Mutual funds are an investment fund that pools in money from various individual and institutional investors into one large giant fund that is managed by a financial expert or a team of professionals with a single objective in mind. These objectives differ in the range from low to high risk, fixed or flexible tenure, high to low liquidity, or even fixed investments like hedges or government projects. One such mutual fund is a money market fund. These funds focus on high liquidity, and low risk and are usually applied to cash-related investments or very short term commitments like government treasury bonds. These are generally handled by a private or semi-government financial investment company and share its objectives and plans with the public openly.

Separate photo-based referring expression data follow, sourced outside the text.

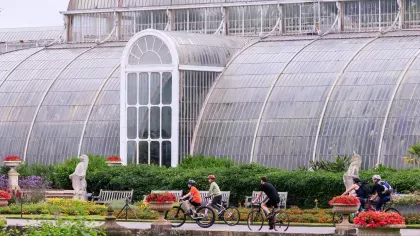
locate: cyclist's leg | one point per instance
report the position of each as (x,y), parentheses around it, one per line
(216,201)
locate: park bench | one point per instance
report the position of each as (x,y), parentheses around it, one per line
(106,196)
(177,193)
(225,197)
(282,195)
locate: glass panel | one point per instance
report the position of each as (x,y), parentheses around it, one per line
(167,88)
(131,122)
(143,88)
(166,122)
(143,152)
(131,152)
(154,122)
(155,88)
(154,152)
(143,122)
(166,153)
(131,89)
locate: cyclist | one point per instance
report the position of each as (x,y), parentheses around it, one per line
(272,199)
(214,192)
(360,192)
(382,190)
(195,199)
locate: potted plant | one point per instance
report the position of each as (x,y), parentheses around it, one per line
(4,198)
(12,161)
(345,205)
(113,161)
(372,223)
(161,202)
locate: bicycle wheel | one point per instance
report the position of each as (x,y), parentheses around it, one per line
(231,216)
(255,220)
(176,216)
(203,220)
(281,221)
(392,210)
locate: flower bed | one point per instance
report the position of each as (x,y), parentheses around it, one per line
(12,158)
(375,219)
(113,159)
(5,195)
(345,200)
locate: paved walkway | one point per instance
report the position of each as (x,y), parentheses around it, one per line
(220,227)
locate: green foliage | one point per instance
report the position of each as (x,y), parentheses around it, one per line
(340,164)
(414,158)
(201,161)
(59,227)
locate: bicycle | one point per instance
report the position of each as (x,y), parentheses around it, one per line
(204,216)
(368,208)
(255,219)
(229,215)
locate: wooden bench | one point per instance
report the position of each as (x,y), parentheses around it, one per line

Classification of Money market funds
As money market funds have low risk, and high liquidity objectives, there are a limited number of instruments in which these funds can invest. Based on the product being invested in, these funds are categorized into 3 types.- Prime Money Fund – Funds that deal only in floating rate debt funds and commercial papers like exchange-traded funds
- Government money funds – As the name suggests government securities and cash transactions are covered under this fund
- Treasury fund – Debt securities like bills, bonds and notes are the only instruments utilized under treasury money market funds. They are also known as municipal funds.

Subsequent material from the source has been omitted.